Entretanto, como Stephen Jay Gould não cansa de apontar em seus ensaios, "de todos os conceitos fundamentais nas ciências da vida, a evolução é o mais importante e também o mais mal compreendido." As deturpações mais graves são as que aliam as idéias de "progresso" e "finalidade" ao conceito de evolução. Ou seja, a idéia de que a evolução leva ao progresso: do simples ao complexo, do pequeno ao grande, do macaco ao homem...
Segundo esta visão, a finalidade do processo evolutivo é produzir seres melhores (chamados de "seres superiores" ou "mais evoluídos"), que se sobrepõem aos "seres piores" (chamados de "inferiores" ou "menos evoluídos"). Essa seria a ordem natural das coisas. Um exemplo típico é a ilustração da "evolução humana" que coloca uma série de macacos caminhando em direção ao homem. Uma seqüência deste tipo poderia ser:
gibão >>> orangotango >>> gorila >>> chipanzé >>> homem
Na realidade, a idéia de progresso e finalidade da evolução não têm qualquer fundamento científico. A evolução depende de dois fatores fundamentais: da variação entre os indivíduos e da seleção natural.

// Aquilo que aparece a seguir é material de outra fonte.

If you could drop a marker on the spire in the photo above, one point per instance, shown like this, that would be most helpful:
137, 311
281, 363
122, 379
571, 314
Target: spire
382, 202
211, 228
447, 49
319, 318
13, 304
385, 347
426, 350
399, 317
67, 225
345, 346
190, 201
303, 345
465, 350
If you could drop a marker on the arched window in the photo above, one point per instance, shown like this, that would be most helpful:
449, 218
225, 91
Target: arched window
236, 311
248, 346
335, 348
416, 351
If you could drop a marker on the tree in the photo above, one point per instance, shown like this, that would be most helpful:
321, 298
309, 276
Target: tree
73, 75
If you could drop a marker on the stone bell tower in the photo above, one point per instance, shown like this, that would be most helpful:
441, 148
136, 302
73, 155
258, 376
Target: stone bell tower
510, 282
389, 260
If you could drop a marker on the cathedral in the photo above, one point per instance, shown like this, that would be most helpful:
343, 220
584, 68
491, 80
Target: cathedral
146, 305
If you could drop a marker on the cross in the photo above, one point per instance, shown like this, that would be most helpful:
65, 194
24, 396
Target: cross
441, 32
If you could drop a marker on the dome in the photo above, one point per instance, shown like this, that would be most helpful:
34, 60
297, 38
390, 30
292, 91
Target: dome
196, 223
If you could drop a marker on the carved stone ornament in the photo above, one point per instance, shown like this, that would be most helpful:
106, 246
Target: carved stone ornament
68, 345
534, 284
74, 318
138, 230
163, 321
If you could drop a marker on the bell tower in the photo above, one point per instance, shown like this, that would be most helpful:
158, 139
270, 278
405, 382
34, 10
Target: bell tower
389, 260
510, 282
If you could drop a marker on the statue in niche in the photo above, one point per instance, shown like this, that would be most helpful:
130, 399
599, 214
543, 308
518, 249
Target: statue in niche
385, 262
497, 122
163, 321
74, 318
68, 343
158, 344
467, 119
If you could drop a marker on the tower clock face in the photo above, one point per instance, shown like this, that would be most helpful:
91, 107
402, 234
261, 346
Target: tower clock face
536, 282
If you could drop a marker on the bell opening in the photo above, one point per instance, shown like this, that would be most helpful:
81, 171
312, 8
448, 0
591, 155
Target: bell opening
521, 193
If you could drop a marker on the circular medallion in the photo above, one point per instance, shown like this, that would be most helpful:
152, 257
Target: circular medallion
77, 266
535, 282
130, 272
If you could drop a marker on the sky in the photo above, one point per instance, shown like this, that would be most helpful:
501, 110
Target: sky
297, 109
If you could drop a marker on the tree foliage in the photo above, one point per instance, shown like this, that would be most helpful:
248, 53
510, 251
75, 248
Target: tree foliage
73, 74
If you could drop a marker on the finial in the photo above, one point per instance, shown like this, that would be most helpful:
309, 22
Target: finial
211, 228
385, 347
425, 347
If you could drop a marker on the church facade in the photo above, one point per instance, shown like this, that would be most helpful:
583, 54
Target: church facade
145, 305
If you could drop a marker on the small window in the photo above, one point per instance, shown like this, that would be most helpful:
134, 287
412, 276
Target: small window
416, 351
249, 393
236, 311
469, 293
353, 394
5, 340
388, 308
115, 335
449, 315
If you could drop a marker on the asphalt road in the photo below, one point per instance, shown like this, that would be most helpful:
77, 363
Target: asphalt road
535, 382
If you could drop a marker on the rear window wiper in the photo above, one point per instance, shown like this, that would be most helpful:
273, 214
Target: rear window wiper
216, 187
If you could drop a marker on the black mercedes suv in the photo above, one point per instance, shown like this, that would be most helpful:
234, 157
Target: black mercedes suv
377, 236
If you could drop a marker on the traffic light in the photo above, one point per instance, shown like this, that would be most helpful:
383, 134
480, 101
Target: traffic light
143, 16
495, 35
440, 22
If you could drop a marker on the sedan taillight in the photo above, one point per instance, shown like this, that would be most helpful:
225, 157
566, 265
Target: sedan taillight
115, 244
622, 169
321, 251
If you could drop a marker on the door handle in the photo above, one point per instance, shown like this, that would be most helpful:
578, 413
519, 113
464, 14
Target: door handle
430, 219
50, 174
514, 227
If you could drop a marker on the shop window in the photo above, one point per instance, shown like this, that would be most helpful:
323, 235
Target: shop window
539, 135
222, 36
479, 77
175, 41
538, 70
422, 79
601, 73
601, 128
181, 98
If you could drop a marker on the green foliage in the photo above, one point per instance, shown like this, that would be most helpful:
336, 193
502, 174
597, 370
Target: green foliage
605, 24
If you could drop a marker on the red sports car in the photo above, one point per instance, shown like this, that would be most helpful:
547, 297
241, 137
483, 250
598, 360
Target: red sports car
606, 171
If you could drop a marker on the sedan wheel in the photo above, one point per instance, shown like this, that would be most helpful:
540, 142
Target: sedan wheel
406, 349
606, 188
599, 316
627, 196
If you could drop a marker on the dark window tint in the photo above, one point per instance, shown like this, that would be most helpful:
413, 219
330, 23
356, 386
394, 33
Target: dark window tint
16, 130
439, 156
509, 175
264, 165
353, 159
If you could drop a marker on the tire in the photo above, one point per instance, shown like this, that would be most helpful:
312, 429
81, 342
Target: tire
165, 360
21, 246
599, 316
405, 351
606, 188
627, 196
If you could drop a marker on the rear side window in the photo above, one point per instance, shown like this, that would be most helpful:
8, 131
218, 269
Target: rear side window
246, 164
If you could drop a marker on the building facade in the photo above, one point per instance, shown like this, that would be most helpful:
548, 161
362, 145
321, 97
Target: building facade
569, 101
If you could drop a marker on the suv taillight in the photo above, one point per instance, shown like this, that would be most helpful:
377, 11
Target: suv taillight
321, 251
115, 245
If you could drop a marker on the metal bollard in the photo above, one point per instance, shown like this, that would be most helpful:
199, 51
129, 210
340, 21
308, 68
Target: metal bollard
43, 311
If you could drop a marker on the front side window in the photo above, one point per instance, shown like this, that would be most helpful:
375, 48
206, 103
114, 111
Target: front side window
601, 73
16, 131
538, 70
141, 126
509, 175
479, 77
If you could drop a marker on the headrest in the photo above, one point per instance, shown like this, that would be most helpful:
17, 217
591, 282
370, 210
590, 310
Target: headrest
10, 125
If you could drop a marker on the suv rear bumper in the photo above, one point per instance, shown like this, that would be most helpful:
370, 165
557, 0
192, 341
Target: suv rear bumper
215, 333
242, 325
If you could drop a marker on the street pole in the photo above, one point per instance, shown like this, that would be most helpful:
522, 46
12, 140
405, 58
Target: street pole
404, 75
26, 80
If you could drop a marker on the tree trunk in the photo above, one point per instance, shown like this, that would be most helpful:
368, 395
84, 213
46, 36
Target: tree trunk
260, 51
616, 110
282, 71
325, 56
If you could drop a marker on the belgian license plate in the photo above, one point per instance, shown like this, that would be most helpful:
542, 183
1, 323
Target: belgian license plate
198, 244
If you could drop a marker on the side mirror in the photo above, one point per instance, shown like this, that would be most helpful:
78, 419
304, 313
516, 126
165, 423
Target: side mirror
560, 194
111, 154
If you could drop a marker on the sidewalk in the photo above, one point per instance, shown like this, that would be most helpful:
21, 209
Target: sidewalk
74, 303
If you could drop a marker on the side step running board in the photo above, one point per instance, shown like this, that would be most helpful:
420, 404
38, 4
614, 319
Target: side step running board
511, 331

As "fontes" de variabilidade" (os mecanismos que dão origem a novas características) são processos aleatórios, imprevisíveis. As pressões do ambiente (clima, competição, predadores etc.) são fatores que mudam com o tempo e essas mudanças também são imprevisíveis. A seleção natural favorece o sucesso reprodutivo dos indivíduos mais adaptados ao seu ambiente no "momento da seleção". Não é possível imaginar que a seleção natural "escolha" os melhores indivíduos para condições futuras.
Outro aspecto importante é que todas as linhagens estão sob ação da seleção natural a todo momento, portanto todas as espécies estão evoluindo ao mesmo tempo, mas totalmente independentes umas das outras.
Novas espécies se formam quando populações de uma espécie ("espécie mãe") se isolam. O isolamento faz com que cada qual passe a ter uma história evolutiva própria. Com o tempo, as diferenças acumuladas entre as populações podem ser suficientemente grandes ao ponto de impedir que indivíduos de populações diferentes consigam cruzar ou gerar descendentes férteis. Cada linhagem passa a ser uma nova espécie. Uma determinada espécie não é "melhor" nem "mais evoluída" que a sua "espécie irmã", ela é apenas diferente.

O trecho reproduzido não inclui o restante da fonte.